Black: What other challenges are what challenges in general are you hoping to address with Anvil? Tell us about the workloads you expect Anvil to take on?

Song: Yes. When we proposed Anvil, as one of the major issues for the national research community is that there’s not enough cycles. So there was a lack of capacity, and the XSEDE systems at the time are always oversubscribed, over-requested. So bringing in such a large-capacity system will definitely help solve that problem. And so Anvil is targeting moderate-sized computational jobs, which is also the bulk of XSEDE workloads.

Some of the challenges we’re focusing on improving – for example, accessibility is one of our focuses – is that we provide interactive computing environments that would help users to ramp up into high performance computing. Because a lot of the communities we’re engaging now, they don’t use HPC traditionally, for example, liberal arts, researchers in psychology, in geography. Their applications (don’t fit) the traditional HPC kind of mode of operations. So we’re providing the environments and software tools to help them get on HPC faster and make HPC easier to use.

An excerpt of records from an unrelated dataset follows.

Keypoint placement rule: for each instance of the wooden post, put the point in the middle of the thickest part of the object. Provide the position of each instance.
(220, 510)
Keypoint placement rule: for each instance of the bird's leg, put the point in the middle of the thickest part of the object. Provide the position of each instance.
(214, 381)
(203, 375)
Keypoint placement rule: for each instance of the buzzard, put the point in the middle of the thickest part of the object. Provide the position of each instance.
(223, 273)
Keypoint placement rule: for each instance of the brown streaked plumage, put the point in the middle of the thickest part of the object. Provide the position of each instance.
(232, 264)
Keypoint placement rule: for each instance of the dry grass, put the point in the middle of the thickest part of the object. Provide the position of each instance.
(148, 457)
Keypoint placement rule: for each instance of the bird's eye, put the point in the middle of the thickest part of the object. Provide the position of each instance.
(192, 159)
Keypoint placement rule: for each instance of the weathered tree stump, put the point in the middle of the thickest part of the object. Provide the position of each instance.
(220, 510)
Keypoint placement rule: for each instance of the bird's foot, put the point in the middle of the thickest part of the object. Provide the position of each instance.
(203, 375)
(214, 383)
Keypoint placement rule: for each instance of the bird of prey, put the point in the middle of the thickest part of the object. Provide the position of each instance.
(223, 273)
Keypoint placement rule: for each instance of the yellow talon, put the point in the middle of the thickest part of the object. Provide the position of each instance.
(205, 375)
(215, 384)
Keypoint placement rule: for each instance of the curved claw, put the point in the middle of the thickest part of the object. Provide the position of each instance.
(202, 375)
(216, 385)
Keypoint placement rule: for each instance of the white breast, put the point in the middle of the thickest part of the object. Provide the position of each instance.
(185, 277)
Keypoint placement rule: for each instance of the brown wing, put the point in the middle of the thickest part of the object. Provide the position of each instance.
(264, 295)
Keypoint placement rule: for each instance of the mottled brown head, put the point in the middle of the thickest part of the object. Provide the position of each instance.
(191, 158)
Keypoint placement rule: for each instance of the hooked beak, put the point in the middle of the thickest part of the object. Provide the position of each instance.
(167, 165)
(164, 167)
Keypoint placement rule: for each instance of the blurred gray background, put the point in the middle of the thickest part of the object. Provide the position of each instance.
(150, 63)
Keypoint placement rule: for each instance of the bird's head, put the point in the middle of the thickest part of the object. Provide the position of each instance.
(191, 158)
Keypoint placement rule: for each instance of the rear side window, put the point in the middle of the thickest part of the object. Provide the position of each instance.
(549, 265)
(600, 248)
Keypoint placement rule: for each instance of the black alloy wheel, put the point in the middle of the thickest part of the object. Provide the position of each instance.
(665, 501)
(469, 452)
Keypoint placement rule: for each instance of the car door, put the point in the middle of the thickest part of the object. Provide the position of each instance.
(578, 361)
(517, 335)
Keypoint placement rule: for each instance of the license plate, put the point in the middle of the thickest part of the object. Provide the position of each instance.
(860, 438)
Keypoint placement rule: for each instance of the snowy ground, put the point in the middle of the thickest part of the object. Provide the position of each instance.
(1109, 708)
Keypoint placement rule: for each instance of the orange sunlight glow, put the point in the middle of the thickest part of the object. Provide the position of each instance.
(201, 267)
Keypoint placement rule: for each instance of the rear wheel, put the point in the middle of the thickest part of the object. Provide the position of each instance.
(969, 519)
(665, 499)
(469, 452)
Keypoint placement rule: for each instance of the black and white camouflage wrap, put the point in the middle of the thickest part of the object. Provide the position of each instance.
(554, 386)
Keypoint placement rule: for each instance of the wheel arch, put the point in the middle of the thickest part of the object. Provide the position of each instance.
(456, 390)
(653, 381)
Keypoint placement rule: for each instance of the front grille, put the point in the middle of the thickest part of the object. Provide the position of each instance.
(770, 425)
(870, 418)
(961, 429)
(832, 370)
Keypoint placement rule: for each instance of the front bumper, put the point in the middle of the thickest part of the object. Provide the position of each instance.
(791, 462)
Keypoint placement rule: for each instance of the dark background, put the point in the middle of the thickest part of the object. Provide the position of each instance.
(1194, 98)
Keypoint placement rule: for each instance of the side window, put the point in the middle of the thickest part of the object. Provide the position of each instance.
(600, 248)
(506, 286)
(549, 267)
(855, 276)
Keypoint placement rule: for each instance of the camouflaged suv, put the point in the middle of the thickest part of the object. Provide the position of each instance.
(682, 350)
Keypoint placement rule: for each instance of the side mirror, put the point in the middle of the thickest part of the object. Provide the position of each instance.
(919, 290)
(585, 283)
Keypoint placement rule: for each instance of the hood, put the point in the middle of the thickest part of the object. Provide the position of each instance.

The other challenge is that science is becoming more and more data driven. And the workloads very often are workflows, so it’s a sequence of steps researchers have to go through. That may include computing-intensive simulations and data driven analytics. And also, as part of their research process, they want to share their software and tools and data with other researchers, and possibly also with the general public. So (by) having a comprehensive ecosystem that includes different capabilities in Anvil under one system, we hope to address these increasingly complex workflows.

Black: Carol, thanks for that update from Purdue University. We’ve been with Carol Song, senior research scientist at Purdue in the Rosen Center for Advanced Computing. On behalf of insideHPC and Dell Technologies, it’s been a pleasure to be with you today.

Song: Thank you very much for having me.